Make no mistake – if and when the government and the masses work together, through the Asafos, nothing can withstand their combined prowess. We have a precedent for that: the way and manner in which the “Cocoa Rehabilitation” [CR] programme of the 1940-50s became such a huge a success, despite the initial hostility that greeted the colonial method of “cutting-out” cocoa trees affected by the swollen shoot disease, points to the fact that if and when the government understands the psychology of the people, and carries out an honest and practicable programme (not limited to words!) the problem will be uprooted and not only “managed” for political purposes.

By the way, here is a historical note to buttress my plea for a revival of the Asafos: it was what he observed of Asante military and social formations, during his command at the head of the British army that invaded Asante in 1896, that inspired Major Robert Baden Powell, founder of the World Scouts Movement, to formulate and launch the “Boy Scouts” idea, on his return to Britain.

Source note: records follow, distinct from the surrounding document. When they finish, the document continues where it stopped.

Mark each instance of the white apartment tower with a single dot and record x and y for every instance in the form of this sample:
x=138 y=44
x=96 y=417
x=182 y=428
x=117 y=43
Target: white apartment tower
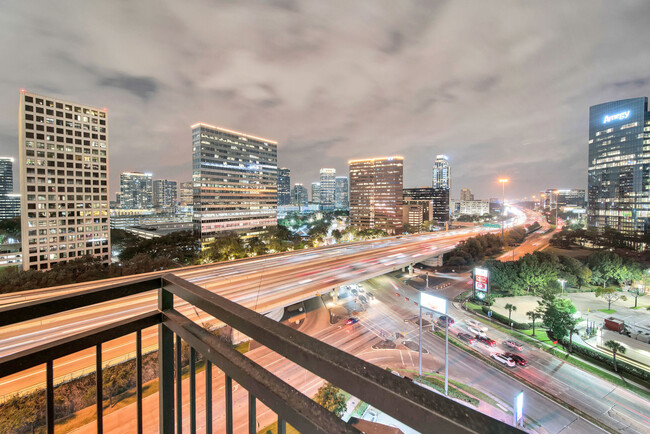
x=63 y=149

He based many of the techniques for military-type activity, disguised as civilian pursuits, that he taught the Scouts, on Asante military strategy.

Baden-Powell was particularly impressed by the Asantes' ability to reconnoitre the positions of their enemies in the jungle, communicate information secretly to the main bases of their army, and launch surprise attacks.

He would be surprised if he went to Asante today and found that galamseyers have been allowed to destroy water-bodies, turn cocoa and food farms into a moon-like landscape, dominated by craters filled with stagnant water and algae, whilstAsante towns and villages are still full of men!

More practical methods for reviving the Asafos and inciting Asafo action against galamseyersa – without straying into harmful vigilantism – will be discussed in future articles. I urge readers who have views on this subject to bombard the media with articles and “Letters To The Editor”, to disseminate their ideas. The struggle should not be left to journalists alone, for it is rally, a struggle for national survival, no less.